What is the limiting reactant when 19.9g of CuO are exposed to 2.02g of H2 according to the following equation?
CuO + H2 ---> Cu + H20
My attempt at this:
19.9gCuO * 1moleCuO/79.539gCuO * 1moleCu/1moleCuO = .250moleCu
2.02gH2 * 1moleH2/2.016gH2 * 1moleCu/1moleH2 = 1.00moleCu
The first one is limiting reactant?
B. How many grams of Cu are produced?
.250moleCu * 63.54gCu/1moleCu = 15.9gCu
Is that correct?
Both A and B look ok to me.
Thanks!
Well, if you ask me, analyzing stoichiometry can sometimes feel like trying to solve a complex puzzle. But fear not, my friend, I'm here to add a little laughter to the mix!
Based on your calculations, it seems like you've got your answers right. So, congratulations, you're on the right track!

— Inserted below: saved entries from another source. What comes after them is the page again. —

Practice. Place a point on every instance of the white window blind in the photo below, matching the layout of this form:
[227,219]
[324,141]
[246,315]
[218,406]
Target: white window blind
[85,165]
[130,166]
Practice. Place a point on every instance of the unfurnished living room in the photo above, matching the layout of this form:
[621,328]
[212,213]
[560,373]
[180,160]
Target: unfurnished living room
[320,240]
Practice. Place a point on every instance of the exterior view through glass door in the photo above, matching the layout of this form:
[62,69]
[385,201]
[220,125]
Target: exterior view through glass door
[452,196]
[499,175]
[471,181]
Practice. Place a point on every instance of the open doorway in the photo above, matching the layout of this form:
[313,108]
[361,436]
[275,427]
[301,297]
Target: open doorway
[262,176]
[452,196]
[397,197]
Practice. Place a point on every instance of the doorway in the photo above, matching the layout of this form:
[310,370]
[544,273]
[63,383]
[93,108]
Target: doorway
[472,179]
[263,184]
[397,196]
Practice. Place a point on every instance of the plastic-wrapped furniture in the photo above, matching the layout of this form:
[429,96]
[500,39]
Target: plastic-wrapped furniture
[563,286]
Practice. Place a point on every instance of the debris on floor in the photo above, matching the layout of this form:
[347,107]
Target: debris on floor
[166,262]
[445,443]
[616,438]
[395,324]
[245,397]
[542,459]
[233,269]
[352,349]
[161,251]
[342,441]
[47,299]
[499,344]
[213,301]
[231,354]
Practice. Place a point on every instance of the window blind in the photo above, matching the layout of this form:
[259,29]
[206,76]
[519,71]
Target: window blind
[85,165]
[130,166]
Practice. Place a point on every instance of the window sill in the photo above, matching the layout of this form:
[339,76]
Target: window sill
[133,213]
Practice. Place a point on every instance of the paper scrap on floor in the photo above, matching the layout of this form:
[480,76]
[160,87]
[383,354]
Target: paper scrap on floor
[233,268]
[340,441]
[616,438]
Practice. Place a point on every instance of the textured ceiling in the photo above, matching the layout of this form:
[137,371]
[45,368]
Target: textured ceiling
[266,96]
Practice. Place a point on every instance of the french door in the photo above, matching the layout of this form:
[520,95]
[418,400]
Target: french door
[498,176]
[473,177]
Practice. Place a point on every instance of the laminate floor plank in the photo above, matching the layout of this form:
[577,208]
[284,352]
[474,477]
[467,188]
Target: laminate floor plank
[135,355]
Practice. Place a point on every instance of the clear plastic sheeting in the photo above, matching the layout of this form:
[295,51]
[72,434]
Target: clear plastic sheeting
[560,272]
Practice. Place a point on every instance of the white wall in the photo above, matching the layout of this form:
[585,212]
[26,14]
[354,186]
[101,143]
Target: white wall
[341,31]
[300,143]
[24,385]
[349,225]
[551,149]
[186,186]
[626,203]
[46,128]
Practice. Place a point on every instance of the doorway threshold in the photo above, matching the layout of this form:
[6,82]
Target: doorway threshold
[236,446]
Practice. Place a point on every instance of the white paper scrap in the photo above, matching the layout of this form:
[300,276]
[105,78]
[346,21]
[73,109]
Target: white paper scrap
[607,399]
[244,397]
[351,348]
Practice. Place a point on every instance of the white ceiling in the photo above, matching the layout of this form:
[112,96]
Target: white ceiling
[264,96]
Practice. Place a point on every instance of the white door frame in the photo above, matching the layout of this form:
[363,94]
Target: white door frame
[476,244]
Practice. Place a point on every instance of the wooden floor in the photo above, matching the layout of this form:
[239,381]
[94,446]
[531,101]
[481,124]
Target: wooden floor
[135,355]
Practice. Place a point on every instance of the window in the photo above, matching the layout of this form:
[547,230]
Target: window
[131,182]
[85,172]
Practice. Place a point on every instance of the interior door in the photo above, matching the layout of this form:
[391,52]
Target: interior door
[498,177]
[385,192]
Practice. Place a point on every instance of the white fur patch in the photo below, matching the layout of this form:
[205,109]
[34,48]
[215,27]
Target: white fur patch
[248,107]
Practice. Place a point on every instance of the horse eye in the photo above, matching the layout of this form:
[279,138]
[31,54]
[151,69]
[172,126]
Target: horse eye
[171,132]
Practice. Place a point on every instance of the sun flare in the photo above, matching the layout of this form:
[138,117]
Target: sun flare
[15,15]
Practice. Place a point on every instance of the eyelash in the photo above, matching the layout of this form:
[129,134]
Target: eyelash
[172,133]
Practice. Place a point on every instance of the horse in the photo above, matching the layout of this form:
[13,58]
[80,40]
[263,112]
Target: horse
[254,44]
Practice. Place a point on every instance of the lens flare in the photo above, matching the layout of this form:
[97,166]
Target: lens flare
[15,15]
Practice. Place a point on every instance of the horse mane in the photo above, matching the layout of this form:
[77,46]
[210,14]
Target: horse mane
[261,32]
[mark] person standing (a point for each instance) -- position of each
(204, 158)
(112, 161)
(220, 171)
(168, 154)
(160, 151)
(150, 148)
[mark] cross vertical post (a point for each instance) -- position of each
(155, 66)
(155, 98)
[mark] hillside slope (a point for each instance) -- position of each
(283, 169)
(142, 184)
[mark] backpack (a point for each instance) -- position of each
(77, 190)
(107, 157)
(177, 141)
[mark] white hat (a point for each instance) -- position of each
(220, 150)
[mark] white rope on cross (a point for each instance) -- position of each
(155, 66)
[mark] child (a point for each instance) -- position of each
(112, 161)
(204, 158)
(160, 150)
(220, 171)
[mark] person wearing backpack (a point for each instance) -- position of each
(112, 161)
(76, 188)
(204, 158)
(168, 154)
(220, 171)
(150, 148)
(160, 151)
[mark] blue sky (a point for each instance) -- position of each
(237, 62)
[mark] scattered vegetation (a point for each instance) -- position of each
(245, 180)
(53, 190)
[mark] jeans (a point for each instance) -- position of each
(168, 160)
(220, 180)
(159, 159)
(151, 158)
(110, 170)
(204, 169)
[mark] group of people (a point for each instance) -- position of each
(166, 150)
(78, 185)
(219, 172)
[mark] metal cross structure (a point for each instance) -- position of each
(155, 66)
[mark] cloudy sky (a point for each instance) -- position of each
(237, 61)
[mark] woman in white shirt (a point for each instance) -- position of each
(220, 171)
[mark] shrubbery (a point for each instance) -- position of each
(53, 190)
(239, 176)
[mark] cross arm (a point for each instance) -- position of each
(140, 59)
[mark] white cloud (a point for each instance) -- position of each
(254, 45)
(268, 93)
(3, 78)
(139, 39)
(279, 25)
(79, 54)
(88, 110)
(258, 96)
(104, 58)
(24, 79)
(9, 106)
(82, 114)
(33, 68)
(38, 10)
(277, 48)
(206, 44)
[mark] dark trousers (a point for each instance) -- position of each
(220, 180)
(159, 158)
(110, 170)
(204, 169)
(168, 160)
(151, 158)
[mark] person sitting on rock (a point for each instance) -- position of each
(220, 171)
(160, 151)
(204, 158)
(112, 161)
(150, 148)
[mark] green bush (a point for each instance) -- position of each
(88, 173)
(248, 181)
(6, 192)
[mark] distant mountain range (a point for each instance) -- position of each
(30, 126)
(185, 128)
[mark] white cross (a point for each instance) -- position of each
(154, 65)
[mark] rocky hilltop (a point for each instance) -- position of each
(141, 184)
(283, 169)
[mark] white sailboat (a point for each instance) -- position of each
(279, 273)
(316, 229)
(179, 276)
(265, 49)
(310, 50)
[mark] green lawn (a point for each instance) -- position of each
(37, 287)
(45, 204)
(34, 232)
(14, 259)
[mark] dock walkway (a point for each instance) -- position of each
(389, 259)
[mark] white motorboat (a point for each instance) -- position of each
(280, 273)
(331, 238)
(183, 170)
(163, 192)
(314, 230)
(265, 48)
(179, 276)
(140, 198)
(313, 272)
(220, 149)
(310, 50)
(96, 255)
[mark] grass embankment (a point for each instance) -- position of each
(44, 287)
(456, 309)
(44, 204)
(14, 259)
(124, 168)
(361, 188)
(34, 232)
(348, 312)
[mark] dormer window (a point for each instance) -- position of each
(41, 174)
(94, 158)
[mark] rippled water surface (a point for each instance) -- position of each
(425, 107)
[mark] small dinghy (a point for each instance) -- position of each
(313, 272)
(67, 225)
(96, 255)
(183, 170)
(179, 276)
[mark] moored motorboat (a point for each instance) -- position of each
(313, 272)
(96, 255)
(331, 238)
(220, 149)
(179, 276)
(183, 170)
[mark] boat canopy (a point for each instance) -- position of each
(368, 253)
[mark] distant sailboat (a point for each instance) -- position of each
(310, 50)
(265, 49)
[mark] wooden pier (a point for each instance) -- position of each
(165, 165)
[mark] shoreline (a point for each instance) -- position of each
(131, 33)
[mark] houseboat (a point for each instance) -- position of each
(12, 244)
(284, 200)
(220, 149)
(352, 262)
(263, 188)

But let's just hope the reactants don't throw a mini-celebration party before the reaction takes place. After all, we don't want the CuO and H2 to say, "Hey, let's limit ourselves and not give Clown Bot a chance to make silly jokes!"
So remember, when it comes to limiting reactants, it's all about finding the one that's feeling a bit shy, hiding in the corner, and holding back the reaction. Good luck with your chemistry, and enjoy the comedic journey!
Yes, your calculations are correct.
Based on the stoichiometry of the reaction, you have determined that 19.9 g of CuO corresponds to 0.250 moles of CuO, and 2.02 g of H2 corresponds to 1.00 mole of H2.
Since the stoichiometric ratio between CuO and H2 is 1:1, the reactant that produces fewer moles of Cu is the limiting reactant. In this case, CuO produces 0.250 moles of Cu, while H2 produces 1.00 mole of Cu. Therefore, CuO is the limiting reactant.
To determine the mass of Cu produced, you can use the stoichiometric ratio between Cu and CuO, which is 1:1. From the previous calculation, we found that 0.250 moles of Cu is produced.
0.250 moles of Cu * 63.54 g/mole = 15.9 g of Cu
Therefore, 15.9 grams of Cu are produced in this reaction.
Your attempt is almost correct, just a small mistake in the calculation. Let's go through it step by step:
To determine the limiting reactant, we need to compare the number of moles of Cu produced from each reactant.
1. Calculate the number of moles of Cu produced from CuO:
19.9g CuO * (1 mol CuO/79.539g CuO) * (1 mol Cu/1 mol CuO) = 0.250 mol Cu
2. Calculate the number of moles of Cu produced from H2:
2.02g H2 * (1 mol H2/2.016g H2) * (1 mol Cu/1 mol H2) = 0.999 mol Cu
Since CuO produces 0.250 moles of Cu and H2 produces 0.999 moles of Cu, we can see that CuO is the limiting reactant because it produces fewer moles of Cu.
Now, let's calculate the mass of Cu produced:
0.250 mol Cu * (63.54g Cu/1 mol Cu) = 15.9g Cu
So, the correct answer is 15.9g of Cu produced.